Research-Paleoclimate modeling

 

Eolian dust from the inner Asian deserts during the late Pliocene and Pleistocene periods

 
 

    Northern Tibetan Plateau uplift and global climate change are regarded as two important factors responsible for a remarkable increase in dust concentration originating from the inner Asian deserts during the Pliocene-Pleistocene period. Dust cycles during the mid-Pliocene, last glacial maximum (LGM), and present day are simulated with a global climate model, based on reconstructed dust source scenarios, to evaluate the relative contributions of the two factors to the increment of dust sedimentation fluxes. Our results are in good agreement with marine and terrestrial observations over downwind deposit regions. The increases in aerosol mass accumulation rate (MAR) can be attributed to both the regional tectonic uplift and global climate change. Comparatively, the climatic factors, including the ice sheet and sea surface temperature changes, have modulated the regional surface wind field and controlled the intensity of sedimentation flux over the Loess Plateau. The impact of the Tibetan Plateau uplift, which increased the areas of inland deserts in Asia, is more important for aerosol deposition over the North Pacific.

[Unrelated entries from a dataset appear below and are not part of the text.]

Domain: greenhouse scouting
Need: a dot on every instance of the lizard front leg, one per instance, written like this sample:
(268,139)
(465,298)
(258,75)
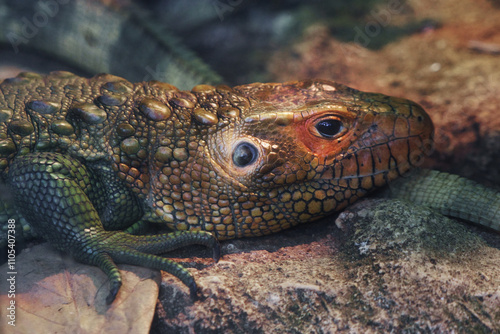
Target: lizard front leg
(54,193)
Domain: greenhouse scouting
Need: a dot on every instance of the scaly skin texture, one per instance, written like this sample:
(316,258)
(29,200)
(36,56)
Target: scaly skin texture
(88,158)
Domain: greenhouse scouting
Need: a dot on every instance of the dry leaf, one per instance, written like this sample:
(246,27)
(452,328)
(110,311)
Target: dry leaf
(55,294)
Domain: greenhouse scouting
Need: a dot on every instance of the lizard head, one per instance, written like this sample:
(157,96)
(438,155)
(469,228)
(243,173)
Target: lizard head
(277,155)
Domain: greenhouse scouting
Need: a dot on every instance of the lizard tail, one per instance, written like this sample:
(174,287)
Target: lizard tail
(451,195)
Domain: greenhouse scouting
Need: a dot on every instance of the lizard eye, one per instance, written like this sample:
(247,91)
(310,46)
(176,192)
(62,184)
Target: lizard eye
(244,154)
(329,128)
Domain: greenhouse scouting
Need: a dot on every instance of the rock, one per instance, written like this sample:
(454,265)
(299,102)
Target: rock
(393,267)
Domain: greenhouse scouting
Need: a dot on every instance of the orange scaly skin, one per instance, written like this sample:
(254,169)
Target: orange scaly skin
(88,158)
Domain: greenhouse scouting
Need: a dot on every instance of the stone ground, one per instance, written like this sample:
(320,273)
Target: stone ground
(390,266)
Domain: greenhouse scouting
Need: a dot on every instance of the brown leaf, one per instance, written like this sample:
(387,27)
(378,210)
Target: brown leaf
(55,294)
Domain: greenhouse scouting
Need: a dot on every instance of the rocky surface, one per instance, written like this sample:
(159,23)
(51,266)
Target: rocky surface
(392,267)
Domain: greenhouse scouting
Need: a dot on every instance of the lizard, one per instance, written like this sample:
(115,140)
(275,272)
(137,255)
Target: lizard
(89,162)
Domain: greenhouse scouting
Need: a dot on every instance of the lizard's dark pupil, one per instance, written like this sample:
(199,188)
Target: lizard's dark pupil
(329,127)
(244,154)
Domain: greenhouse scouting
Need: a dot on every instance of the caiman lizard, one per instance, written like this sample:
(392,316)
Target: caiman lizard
(88,162)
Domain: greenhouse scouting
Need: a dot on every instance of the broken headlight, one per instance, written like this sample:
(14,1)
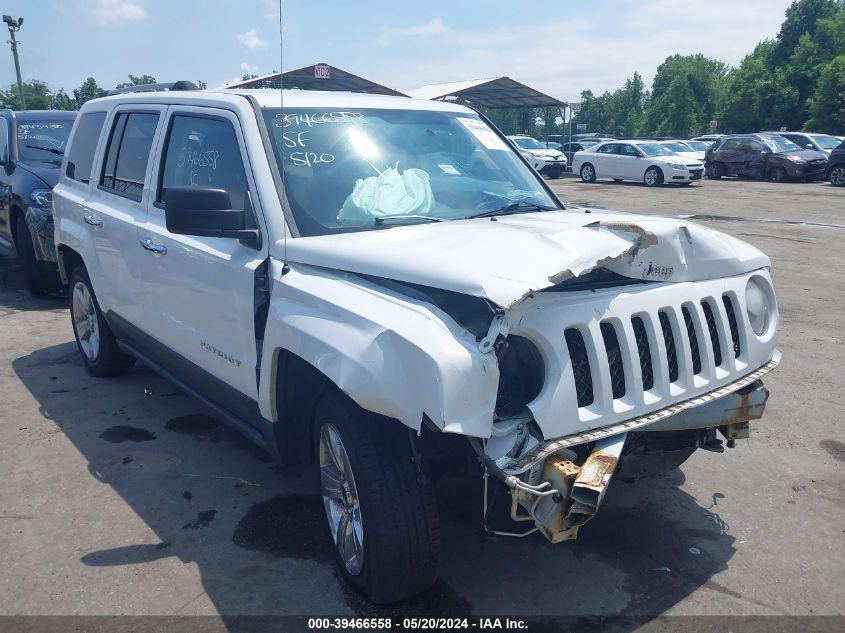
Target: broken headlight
(522,374)
(759,302)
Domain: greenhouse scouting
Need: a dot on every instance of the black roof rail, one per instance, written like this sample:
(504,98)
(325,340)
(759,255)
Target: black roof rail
(175,85)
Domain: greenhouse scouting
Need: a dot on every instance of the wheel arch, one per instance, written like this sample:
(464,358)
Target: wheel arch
(68,259)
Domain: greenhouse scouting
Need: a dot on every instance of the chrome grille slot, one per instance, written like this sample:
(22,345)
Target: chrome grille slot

Shi Z.G., X.D. Liu, Z.S. An, B.Q. Yi, P. Yang, N. Mahowald, 2011: Simulated variations of eolian dust from inner Asian deserts at the mid-Pliocene, last glacial maximum, and present day: contributions from the regional tectonic uplift and global climate change, Climate DynamicsDOI: 10.1007/s00382-011-1078-1.

The simulated dust deposition fluxes (g/cm2/kyr) originating from the Asian deserts for the present-day (a), LGM (b), and mid-Pliocene (c). 

Simulated dust MARs averaged over the North Pacific (a) and Loess Plateau (b): MAR levels from the reconstructed dust source maps are marked as red triangles and blue dash lines with the corresponding value of MARs, respectively; The curves indicate the reconstructed MARs based on geological evidence (ODP 885/886, black; ZJC/LT, grey) for comparison; The period of Quaternary (~2.6Myr) is shaded in yellow.